But the biggest challenge scientists are facing isn’t selling people on the healing properties of poison; it’s the cost. Mackessy notes that a vial of antivenin can fetch thousands of dollars in the U.S. But Harrison isn’t getting rich; the Kentucky Reptile Zoo is a nonprofit organization, and Harrison, a former police officer, lives in a small cabin on the premises with his wife, Kristen Wiley, the zoo’s curator. The pair is known among the venom-research community for their generosity.
Mackessy — who extracts venom from rattlesnakes in Colorado, where he lives — says Harrison and Wiley have provided venom free of charge for some projects, as he doesn’t have access to some of the species living at the zoo. “They’ve been very supportive of research,” he says.
The couple has also shipped venom to Italy, Spain, France, India, Australia, Mexico, Germany, Argentina, Egypt, South Africa and other nations that have some of the largest snake populations — and therefore the biggest problems with snakebites — but often have a shortage of venom to make lifesaving antivenin.
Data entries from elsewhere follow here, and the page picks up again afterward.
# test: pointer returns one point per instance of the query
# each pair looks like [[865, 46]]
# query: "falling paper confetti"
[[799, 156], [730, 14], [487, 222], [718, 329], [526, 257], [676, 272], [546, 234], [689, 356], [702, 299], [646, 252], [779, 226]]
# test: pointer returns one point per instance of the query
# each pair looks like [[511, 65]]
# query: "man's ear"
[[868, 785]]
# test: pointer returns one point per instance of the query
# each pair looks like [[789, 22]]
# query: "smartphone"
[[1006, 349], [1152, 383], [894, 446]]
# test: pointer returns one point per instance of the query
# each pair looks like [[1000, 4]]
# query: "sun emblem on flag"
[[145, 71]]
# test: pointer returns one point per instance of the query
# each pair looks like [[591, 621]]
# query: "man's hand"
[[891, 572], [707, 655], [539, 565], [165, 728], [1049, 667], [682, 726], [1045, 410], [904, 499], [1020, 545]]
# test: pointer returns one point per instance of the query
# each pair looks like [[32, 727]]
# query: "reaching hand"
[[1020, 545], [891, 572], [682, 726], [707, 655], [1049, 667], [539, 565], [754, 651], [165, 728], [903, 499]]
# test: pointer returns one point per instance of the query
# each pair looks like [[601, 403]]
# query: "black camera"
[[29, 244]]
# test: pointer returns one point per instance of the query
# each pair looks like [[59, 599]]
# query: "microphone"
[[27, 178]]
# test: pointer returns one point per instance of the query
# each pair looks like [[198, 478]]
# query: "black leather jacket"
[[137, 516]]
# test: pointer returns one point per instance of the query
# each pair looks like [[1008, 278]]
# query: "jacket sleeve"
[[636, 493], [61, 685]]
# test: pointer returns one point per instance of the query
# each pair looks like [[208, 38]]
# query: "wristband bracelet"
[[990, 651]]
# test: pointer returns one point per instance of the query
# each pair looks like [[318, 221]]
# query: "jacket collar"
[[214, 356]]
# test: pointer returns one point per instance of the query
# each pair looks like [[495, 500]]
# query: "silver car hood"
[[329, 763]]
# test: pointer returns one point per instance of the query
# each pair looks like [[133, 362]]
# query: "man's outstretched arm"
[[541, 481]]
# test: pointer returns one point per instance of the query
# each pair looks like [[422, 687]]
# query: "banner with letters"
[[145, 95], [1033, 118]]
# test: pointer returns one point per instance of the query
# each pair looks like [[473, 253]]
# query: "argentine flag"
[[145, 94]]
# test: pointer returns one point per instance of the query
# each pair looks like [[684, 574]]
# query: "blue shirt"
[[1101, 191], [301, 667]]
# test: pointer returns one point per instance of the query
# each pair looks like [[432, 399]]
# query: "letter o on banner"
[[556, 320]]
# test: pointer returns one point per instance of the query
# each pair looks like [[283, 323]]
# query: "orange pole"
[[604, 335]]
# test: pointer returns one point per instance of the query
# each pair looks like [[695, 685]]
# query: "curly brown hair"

Sri Lanka has one of the highest snakebite-fatality rates in the world, with 1,000 people dying as a result each year. Harrison and Wiley recently visited the island republic to help set up a venom-extraction facility there. Though they are aiding in the creation of what could potentially become their own competition, that’s of no concern to them.
“It’s the right thing to do,” Wiley says. “It’s way more important to get these people taken care of than it is to worry about whether they’re going to be competing with us to sell venom in 20 years.”
Though Harrison’s work has taken him all around the world, he always makes his way back to his beloved zoo in Kentucky, near the Red River Gorge, where his family vacationed when he was a boy.
“It’s a beautiful area,” he says. “The people have always been good to me.”
And aside from those 19 times, the snakes, it seems, have been kind as well.